Sono cambiate tante cose in questi anni, con il lavoro delle famiglie e delle associazioni, ci sono però ancora pregiudizi: “Stiamo promuovendo un libro, ‘10 cose che le persone con Sindrome di Down vorrebbero che tu sapessi‘, costruito intorno alle domande ricorrenti che riguardano la Trisomia 21. Molti si chiedono infatti se per esempio le persone Down sono tutti uguali o se sono per natura tutti affettuosi: nel libro cerchiamo di rispondere a questi quesiti“. Oggi però esistono soprattutto pregiudizi sul mondo del lavoro, anche se testimonianze di datori di lavoro spiegano come i ragazzi Down contribuiscano non solo sulla produttività, ma “anche sul clima e nel rapporto fra clienti“. La coordinatrice conclude poi: “Dobbiamo continuare a lavorarci, ma dobbiamo essere anche consapevoli che sono stati fatti notevoli passi avanti rispetto al passato“.

Quello che c’è ancora da fare, spiega Anna, gira attorno a tre questioni: “La generalizzazione dei servizi su tutto il territorio (è inutile avere una bella legge se non è effettiva su tutto il territorio, si può tranquillamente affermare che l’handicap è diverso se vivono in un posto o nell’altro nel Paese); la seconda questione riguarda poi l’inserimento lavorativo; e l’ultima le residenze per adulti.
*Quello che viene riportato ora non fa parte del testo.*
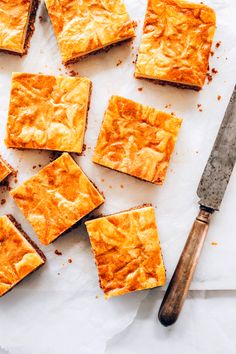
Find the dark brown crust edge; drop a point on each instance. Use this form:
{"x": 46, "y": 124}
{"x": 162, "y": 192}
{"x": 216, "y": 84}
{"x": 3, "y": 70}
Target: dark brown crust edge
{"x": 101, "y": 50}
{"x": 9, "y": 166}
{"x": 170, "y": 83}
{"x": 37, "y": 249}
{"x": 32, "y": 243}
{"x": 128, "y": 174}
{"x": 140, "y": 206}
{"x": 29, "y": 32}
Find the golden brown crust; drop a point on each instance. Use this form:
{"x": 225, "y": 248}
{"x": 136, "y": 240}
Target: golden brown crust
{"x": 18, "y": 257}
{"x": 136, "y": 139}
{"x": 127, "y": 251}
{"x": 17, "y": 25}
{"x": 5, "y": 169}
{"x": 47, "y": 112}
{"x": 56, "y": 198}
{"x": 176, "y": 42}
{"x": 89, "y": 25}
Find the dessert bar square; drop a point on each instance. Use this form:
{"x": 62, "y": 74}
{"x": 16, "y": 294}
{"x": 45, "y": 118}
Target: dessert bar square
{"x": 136, "y": 139}
{"x": 176, "y": 43}
{"x": 5, "y": 169}
{"x": 16, "y": 25}
{"x": 19, "y": 256}
{"x": 84, "y": 26}
{"x": 127, "y": 251}
{"x": 48, "y": 112}
{"x": 56, "y": 198}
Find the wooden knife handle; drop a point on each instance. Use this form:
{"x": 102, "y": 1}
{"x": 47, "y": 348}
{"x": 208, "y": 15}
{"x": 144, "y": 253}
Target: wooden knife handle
{"x": 181, "y": 280}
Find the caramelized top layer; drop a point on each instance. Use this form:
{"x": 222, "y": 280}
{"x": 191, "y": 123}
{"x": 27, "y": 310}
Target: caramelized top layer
{"x": 13, "y": 25}
{"x": 47, "y": 112}
{"x": 136, "y": 139}
{"x": 56, "y": 198}
{"x": 176, "y": 42}
{"x": 127, "y": 251}
{"x": 17, "y": 257}
{"x": 87, "y": 25}
{"x": 4, "y": 170}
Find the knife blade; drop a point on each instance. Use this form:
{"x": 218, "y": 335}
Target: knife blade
{"x": 211, "y": 191}
{"x": 221, "y": 162}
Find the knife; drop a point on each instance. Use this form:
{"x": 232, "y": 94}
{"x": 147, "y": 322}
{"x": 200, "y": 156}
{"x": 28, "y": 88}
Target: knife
{"x": 211, "y": 190}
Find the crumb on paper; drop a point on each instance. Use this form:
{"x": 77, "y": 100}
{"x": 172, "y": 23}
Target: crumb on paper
{"x": 73, "y": 73}
{"x": 214, "y": 71}
{"x": 54, "y": 155}
{"x": 199, "y": 106}
{"x": 58, "y": 253}
{"x": 135, "y": 59}
{"x": 209, "y": 77}
{"x": 119, "y": 62}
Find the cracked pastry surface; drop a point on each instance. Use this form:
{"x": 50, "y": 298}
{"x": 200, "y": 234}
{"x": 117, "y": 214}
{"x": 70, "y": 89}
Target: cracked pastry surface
{"x": 5, "y": 169}
{"x": 136, "y": 139}
{"x": 176, "y": 42}
{"x": 56, "y": 198}
{"x": 127, "y": 251}
{"x": 47, "y": 112}
{"x": 18, "y": 257}
{"x": 82, "y": 27}
{"x": 14, "y": 22}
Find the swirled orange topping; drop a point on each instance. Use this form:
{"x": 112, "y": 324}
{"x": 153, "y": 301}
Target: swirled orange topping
{"x": 47, "y": 112}
{"x": 14, "y": 23}
{"x": 136, "y": 139}
{"x": 5, "y": 170}
{"x": 82, "y": 27}
{"x": 127, "y": 251}
{"x": 18, "y": 257}
{"x": 56, "y": 198}
{"x": 176, "y": 42}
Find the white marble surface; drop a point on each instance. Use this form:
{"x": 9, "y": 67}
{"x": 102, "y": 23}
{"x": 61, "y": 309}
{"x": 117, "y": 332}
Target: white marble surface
{"x": 208, "y": 321}
{"x": 206, "y": 325}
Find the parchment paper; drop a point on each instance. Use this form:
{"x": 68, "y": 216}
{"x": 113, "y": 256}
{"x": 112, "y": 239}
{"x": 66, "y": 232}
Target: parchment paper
{"x": 60, "y": 308}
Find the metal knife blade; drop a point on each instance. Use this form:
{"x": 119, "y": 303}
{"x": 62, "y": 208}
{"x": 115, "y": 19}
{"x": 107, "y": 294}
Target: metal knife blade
{"x": 220, "y": 164}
Queste sono le cose su cui fare investimenti“.

Ma in tutto questo l’Emilia-Romagna com’è messa? Qui è presente solo la sede di Ravenna per AIPD, mentre si sta programmando un’apertura a Carpi. Il numero esiguo di sedi potrebbe però far storcere il naso, ma in realtà la coordinatrice spiega: “Noi non apriamo sedi se c’è già un’associazione locale. Siamo in contatto con molte realtà in Emilia-Romagna, con cui spesso interagiamo, anche per l’inserimento nel lavoro. Bisogna dire che la Regione offre un welfare in sanità e istruzione tra i migliori d’Italia“. La sanità infatti è un settore fondamentale per il ragazzi con Sindrome di Down, che possono presentare anche problemi cardiopatici, alla vista o all’udito. È fondamentale quindi che ci sia una coerenza tra legge e effettiva attuazione delle disposizioni, forse la questione che racchiude tutte le problematiche presenti in Italia.